Bug 1380320

Summary: Race condition during virtio-blk dataplane stop triggers "Virtqueue size exceeded"
Product: Red Hat Enterprise Linux 7 Reporter: Marcel Kolaja <mkolaja>
Component: qemu-kvm-rhevAssignee: Stefan Hajnoczi <stefanha>
Status: CLOSED ERRATA QA Contact: huiqingding <huding>
Severity: high Docs Contact:
Priority: high    
Version: 7.2CC: areis, chayang, huding, jen, jherrman, juzhang, knoel, lijin, mas-hatada, mrezanin, mst, stefanha, taosawa, virt-maint
Target Milestone: rcKeywords: ZStream
Target Release: ---   
Hardware: Unspecified   
OS: Unspecified   
Whiteboard:
Fixed In Version: qemu-kvm-rhev-2.3.0-31.el7_2.23 Doc Type: Bug Fix
Doc Text:
Due to a race condition in the virtio-blk dataplane, live migration of a guest in some cases failed with a "Virtqueue size exceeded" error message. This update prevents the race condition from occurring, and thus allows live migration to work more reliably.
Story Points: ---
Clone Of: 1378788 Environment:
Last Closed: 2016-11-17 15:02:17 UTC Type: ---
Regression: --- Mount Type: ---
Documentation: --- CRM:
Verified Versions: Category: ---
oVirt Team: --- RHEL 7.3 requirements from Atomic Host:
Cloudforms Team: --- Target Upstream Version:
Bug Depends On: 1378788    
Bug Blocks:    

Description Marcel Kolaja 2016-09-29 09:45:20 UTC
This bug has been copied from bug #1378788 and has been proposed
to be backported to 7.2 z-stream (EUS).

Comment 3 Miroslav Rezanina 2016-10-14 06:34:05 UTC
Fix included in qemu-kvm-rhev-2.3.0-31.el7_2.23

Comment 5 huiqingding 2016-10-19 08:37:58 UTC
I can reproduce this bug using win8 32 bits guest, when running CrystalDiskMark IO stress, migrate guest. Migration is failed with "Virtqueue size exceeded". But I cannot reproduce this bug using RHEL7.3 guest with fio as bz1378788 comment 0.

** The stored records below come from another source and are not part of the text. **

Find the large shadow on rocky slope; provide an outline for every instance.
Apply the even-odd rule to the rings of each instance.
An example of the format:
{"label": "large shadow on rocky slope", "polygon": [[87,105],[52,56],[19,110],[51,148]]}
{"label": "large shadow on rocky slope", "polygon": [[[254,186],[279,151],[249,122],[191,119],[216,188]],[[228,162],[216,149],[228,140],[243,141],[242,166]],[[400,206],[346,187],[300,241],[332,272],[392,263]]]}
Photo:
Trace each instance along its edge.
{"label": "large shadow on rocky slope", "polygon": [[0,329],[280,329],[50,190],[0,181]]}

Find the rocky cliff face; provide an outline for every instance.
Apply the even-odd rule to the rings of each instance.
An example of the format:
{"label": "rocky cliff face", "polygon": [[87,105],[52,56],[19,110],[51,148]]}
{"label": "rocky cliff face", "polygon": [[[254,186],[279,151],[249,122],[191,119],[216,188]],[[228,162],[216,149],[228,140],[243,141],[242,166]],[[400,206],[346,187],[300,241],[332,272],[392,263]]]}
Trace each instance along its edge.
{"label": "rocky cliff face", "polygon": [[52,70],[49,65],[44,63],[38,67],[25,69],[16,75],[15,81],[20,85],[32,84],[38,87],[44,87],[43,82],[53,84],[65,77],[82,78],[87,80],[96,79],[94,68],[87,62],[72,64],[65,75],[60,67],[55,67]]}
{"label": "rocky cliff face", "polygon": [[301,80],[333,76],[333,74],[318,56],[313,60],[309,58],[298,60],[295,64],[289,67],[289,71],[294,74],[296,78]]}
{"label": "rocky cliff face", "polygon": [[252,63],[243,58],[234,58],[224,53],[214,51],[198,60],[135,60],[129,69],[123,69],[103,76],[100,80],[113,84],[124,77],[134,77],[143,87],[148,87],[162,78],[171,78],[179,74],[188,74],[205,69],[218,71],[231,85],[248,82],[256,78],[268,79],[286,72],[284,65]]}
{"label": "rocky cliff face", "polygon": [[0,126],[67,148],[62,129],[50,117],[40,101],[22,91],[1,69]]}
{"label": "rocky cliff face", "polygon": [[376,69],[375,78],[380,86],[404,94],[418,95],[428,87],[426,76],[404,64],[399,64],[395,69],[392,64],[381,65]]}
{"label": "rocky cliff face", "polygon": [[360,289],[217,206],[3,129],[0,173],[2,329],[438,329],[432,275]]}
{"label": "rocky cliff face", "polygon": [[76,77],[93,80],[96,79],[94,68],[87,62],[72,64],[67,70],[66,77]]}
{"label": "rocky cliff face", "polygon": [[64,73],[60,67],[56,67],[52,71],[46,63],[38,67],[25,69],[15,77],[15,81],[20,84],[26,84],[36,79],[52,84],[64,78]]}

Version-Release number of selected component (if applicable):
qemu-kvm-rhev-2.3.0-31.el7_2.22

Reproduce steps:
1. Boot guest with virtio-blk-pci device in the source host
-object iothread,id=thread0 -drive file=win8-32.raw,if=none,id=drive-ide0-0-0,format=raw,serial=mike_cao,cache=none -device virtio-blk-pci,iothread=thread0,drive=drive-ide0-0-0,id=ide0-0-0,bootindex=1

2. Boot guest in the destination host
-object iothread,id=thread0 -drive file=win8-32.raw,if=none,id=drive-ide0-0-0,format=raw,serial=mike_cao,cache=none -device virtio-blk-pci,iothread=thread0,drive=drive-ide0-0-0,id=ide0-0-0,bootindex=1 -incoming tcp:0:5800

3. Start CrystalDiskMark inside guest

4. Do migration

Results:
after step4, migration failed:
source host: (qemu) qemu-kvm: Virtqueue size exceeded
destination host: (qemu) qemu-kvm: Unknown combination of migration flags: 0
qemu-kvm: error while loading state section id 2(ram)
qemu-kvm: load of migration failed: Invalid argument

Comment 6 huiqingding 2016-10-20 06:49:39 UTC
Test this bug using qemu-kvm-rhev-2.3.0-31.el7_2.23.

Do test as comment #5, after step4, migration can be finished normally and guest works well in destination side. 

Do test as bz1378788 comment 0. Do 10+ times migration, migration is successful and the fio benchmark continues running in rhel7.2.z guest.

Comment 11 errata-xmlrpc 2016-11-17 15:02:17 UTC
Since the problem described in this bug report should be
resolved in a recent advisory, it has been closed with a
resolution of ERRATA.

For information on the advisory, and where to find the updated
files, follow the link below.

If the solution does not work for you, open a new bug report.

https://rhn.redhat.com/errata/RHBA-2016-2803.html